I heard some of the company in the room beside me, yelling.

The uneasy ache slowly turned to an uncomfortable terror, and I could hear myself whispering:

Get out. Get them all out. Now.

            I stormed into another room, and pulled the hoses with me, extinguishing the fury of heat aside. The thick blade of water exploded from the hose and shot into the disintegrating structure.

Get out. Get them all out of here. Now.

            I ignored the words, but they only rekindled, louder and more violently.

Get out. Get them out now.

            I heard the men in the other room yelling that they had secured their area.

Tell everyone. Tell everyone to get out.

            There was no reason to flee. Fire is calculable, fire is predictable. I looked to the supports, to the beams, to the rooms above us and around us, and none of them waned or faltered. As loudly as my instinct and my intuition screamed at me, the concrete factors screamed louder and held me firmly in their grip.

Temperature, age of structure, burning duration, construction material, weather, humidity. These are the factors of fire, not chaos. Fire is not like love, something to be intuited. And yet, my mind roared ferocious warnings against my aching head.

Tell everyone to get out.

            I paused, slowed. I turned.

The building waned.

The twisting structure moved brutally, as if with a shameful plea of forgiveness. A pipe burst and exploded into vapor. Then another. Then another. The foundation moaned. The men across the floor yelled and screamed and scattered.

I raised my drying eyes and turned to the exit, steadily, but with a strange acceptance that I would never make it out in time.

I ran.

The building collapsed slowly, then suddenly, on top of us all.
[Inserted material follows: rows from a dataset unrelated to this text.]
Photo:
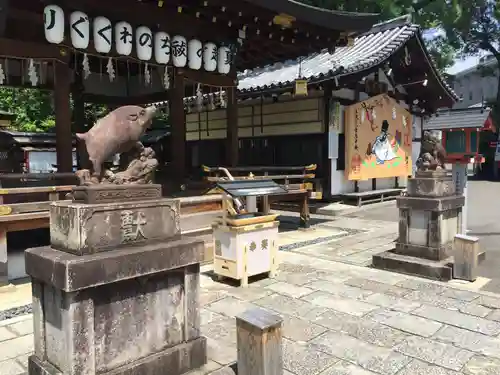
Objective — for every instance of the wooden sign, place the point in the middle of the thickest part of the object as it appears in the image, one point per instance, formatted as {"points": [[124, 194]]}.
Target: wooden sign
{"points": [[378, 139]]}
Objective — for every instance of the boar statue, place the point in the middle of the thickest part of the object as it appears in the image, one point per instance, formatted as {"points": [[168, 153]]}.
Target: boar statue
{"points": [[117, 133]]}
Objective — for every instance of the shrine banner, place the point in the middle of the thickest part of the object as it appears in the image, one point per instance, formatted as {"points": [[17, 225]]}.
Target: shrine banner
{"points": [[378, 133]]}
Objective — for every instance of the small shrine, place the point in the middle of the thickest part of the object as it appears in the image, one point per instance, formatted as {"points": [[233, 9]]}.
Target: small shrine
{"points": [[460, 132]]}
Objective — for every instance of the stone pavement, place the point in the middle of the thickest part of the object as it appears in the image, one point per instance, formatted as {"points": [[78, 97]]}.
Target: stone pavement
{"points": [[341, 318]]}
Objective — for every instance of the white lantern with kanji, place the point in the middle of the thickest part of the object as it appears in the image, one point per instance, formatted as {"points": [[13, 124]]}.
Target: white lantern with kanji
{"points": [[210, 57], [179, 51], [195, 49], [144, 43], [224, 60], [162, 47], [80, 30], [53, 22], [102, 34], [124, 38]]}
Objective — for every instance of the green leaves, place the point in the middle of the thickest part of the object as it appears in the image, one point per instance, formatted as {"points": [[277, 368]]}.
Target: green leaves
{"points": [[33, 108]]}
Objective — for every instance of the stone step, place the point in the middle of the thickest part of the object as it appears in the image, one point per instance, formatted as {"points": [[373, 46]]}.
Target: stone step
{"points": [[436, 270]]}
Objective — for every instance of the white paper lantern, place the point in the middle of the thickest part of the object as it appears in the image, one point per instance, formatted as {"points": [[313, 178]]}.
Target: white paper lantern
{"points": [[102, 34], [53, 21], [210, 57], [179, 51], [195, 50], [124, 38], [144, 43], [162, 47], [79, 26], [224, 60]]}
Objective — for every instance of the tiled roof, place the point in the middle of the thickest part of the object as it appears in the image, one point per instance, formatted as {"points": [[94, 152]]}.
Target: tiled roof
{"points": [[369, 50], [458, 118]]}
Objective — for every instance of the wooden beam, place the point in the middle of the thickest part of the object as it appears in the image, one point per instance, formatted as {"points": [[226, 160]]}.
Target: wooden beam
{"points": [[29, 50], [149, 14], [126, 100], [232, 145], [178, 128]]}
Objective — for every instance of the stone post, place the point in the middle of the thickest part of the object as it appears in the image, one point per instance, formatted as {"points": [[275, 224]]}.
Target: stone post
{"points": [[117, 291], [259, 343]]}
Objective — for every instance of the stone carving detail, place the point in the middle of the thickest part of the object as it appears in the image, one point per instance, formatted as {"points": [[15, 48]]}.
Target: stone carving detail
{"points": [[432, 154], [118, 133]]}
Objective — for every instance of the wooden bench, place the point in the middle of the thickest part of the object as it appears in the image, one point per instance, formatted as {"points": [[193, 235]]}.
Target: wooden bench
{"points": [[372, 196]]}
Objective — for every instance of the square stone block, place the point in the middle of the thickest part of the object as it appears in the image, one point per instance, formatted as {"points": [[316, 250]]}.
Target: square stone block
{"points": [[94, 194], [80, 228], [430, 187]]}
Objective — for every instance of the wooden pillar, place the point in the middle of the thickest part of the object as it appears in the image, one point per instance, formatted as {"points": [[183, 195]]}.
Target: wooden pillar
{"points": [[304, 211], [232, 146], [178, 132], [259, 340], [62, 89]]}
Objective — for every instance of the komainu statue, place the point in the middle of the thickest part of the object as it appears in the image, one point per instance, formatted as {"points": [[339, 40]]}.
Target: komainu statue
{"points": [[432, 154], [116, 133]]}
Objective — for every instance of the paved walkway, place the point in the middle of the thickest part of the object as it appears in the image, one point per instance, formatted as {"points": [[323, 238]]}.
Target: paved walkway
{"points": [[341, 318]]}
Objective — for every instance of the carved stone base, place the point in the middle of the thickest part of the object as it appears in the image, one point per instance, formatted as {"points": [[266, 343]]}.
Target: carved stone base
{"points": [[94, 194], [128, 311]]}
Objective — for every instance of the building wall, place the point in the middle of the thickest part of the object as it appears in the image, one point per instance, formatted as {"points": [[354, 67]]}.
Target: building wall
{"points": [[339, 183], [286, 117]]}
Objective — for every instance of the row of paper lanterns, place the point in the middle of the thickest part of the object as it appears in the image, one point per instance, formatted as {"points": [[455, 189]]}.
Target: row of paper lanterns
{"points": [[194, 53]]}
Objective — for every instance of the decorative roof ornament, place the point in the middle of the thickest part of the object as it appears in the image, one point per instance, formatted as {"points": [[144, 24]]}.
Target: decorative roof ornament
{"points": [[32, 73]]}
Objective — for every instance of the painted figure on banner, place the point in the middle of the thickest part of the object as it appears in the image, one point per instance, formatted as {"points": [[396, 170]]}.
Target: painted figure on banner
{"points": [[378, 139], [383, 148], [131, 226]]}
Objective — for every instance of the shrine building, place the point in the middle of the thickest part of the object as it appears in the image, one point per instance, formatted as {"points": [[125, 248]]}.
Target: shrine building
{"points": [[385, 74]]}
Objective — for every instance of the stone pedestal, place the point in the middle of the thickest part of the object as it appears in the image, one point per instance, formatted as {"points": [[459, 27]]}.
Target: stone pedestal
{"points": [[429, 218], [118, 290]]}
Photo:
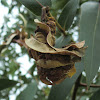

It exploded into a fury of impossible calculations, and fire engulfed it. Flame ate away at all of us. It devoured my head, and my hands, and my eyes, and my gloves.

But not all of me. It left my heart, and my instinct. After the building cooled and the rescue team showered it down to cold, wet ashes, they found my intuition, untouched and unutilized, right beside my heart.

Neither the fire nor my intuition could sense or see the other, and my heart could do only the same.